Sekedar diketahui, beberapa pantai di Banyuwangi saat ini sudah mengalami abrasi akibat tenaga gelombang laut dan arus laut yang bersifat merusak. Sebut saja abrasi yang terjadi di area Pantai Cacalan, Pantai Blimbingsari dan beberapa pantai lainnya di kawasan Kecamatan Wongsorejo yang kondisinya memprihatinkan.
Oleh karenanya upaya-upaya penyadaran kepada masyarakat agar terus peduli terhadap lingkungannya terus digerakan. Salah satunya kegiatan Jambore Banyuwangi Bebas sampah 2020. Jambore digelar di Pantai Kedung Derus, Desa Pondoknongko, Kecamatan Kabat menggelar beragam kegiatan.
Selama tiga hari, peserta diajak untuk ikut serta bertukar fikiran mulai diskusi tentang masalah sampah, pengelolaan limbah, hingga melakukan penanaman pohon mangrove di sepanjang pantai bersama Komunitas Bengkel Kreasi Indonesia Berkarya (Berkibar). Penanaman mangrove ini tentu menjadi angin segar bagi pesisir pantai Banyuwangi.

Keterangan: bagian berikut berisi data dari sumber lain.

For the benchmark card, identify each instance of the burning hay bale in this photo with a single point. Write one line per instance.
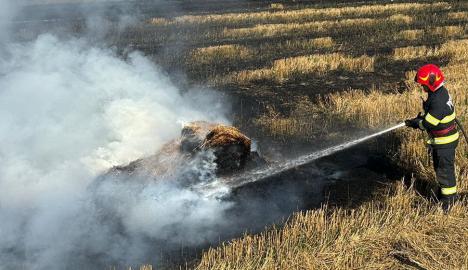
(229, 145)
(231, 149)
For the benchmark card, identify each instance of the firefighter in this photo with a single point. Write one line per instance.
(439, 121)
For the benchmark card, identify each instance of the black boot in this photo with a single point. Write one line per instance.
(447, 201)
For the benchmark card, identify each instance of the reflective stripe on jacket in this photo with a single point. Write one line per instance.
(439, 119)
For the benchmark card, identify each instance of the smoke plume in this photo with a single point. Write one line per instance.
(69, 112)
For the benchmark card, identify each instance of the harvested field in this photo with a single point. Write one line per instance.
(303, 76)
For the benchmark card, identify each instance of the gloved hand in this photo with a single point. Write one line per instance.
(415, 122)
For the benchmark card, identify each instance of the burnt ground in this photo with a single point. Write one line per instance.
(345, 179)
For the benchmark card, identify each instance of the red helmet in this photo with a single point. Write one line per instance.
(431, 76)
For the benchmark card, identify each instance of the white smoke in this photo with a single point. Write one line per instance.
(68, 113)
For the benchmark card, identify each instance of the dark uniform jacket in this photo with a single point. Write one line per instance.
(439, 119)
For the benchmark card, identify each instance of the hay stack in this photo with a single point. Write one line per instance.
(230, 146)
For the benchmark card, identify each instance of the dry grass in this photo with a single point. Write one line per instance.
(221, 54)
(399, 229)
(227, 54)
(300, 15)
(400, 224)
(317, 27)
(296, 67)
(460, 15)
(453, 49)
(413, 34)
(278, 6)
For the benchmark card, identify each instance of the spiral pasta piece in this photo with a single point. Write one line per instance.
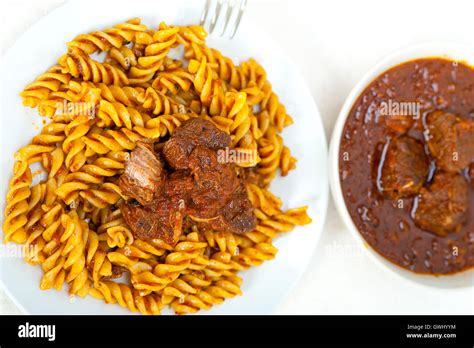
(114, 37)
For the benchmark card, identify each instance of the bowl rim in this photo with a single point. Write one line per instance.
(427, 49)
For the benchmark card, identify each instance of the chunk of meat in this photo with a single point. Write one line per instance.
(143, 174)
(192, 133)
(405, 167)
(450, 140)
(195, 187)
(442, 207)
(161, 220)
(219, 196)
(399, 125)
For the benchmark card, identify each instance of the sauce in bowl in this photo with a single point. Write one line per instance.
(394, 111)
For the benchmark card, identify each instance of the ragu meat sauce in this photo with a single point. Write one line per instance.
(407, 176)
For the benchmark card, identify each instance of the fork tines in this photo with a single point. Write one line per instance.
(230, 7)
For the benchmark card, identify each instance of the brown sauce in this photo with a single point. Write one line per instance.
(387, 224)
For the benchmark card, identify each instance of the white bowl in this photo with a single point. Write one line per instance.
(449, 50)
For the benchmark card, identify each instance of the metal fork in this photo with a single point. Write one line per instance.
(229, 5)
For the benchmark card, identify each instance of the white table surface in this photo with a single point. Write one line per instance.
(334, 43)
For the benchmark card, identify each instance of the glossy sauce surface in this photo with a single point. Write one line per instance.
(387, 224)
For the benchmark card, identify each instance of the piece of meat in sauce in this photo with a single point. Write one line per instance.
(450, 140)
(192, 133)
(219, 195)
(442, 207)
(143, 174)
(196, 185)
(405, 167)
(399, 125)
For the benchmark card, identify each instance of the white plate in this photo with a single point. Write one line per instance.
(264, 287)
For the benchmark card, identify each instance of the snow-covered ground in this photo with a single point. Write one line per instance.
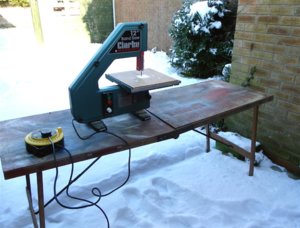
(173, 183)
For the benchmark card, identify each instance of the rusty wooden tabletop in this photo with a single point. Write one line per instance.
(175, 110)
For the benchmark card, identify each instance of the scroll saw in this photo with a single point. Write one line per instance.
(90, 104)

Sebab berdasarkan rilis Food and Agriculture Organization (FAO) secara ekologis, ekosistem mangrove dapat menghasilkan sejumlah besar detritus. Sebagian detritus ini dimanfaatkan sebagai bahan makanan oleh fauna makrobenthos dan sebagian yang lain diuraikan secara bakterial menjadi unsur hara yang berperan dalam penyuburan perairan.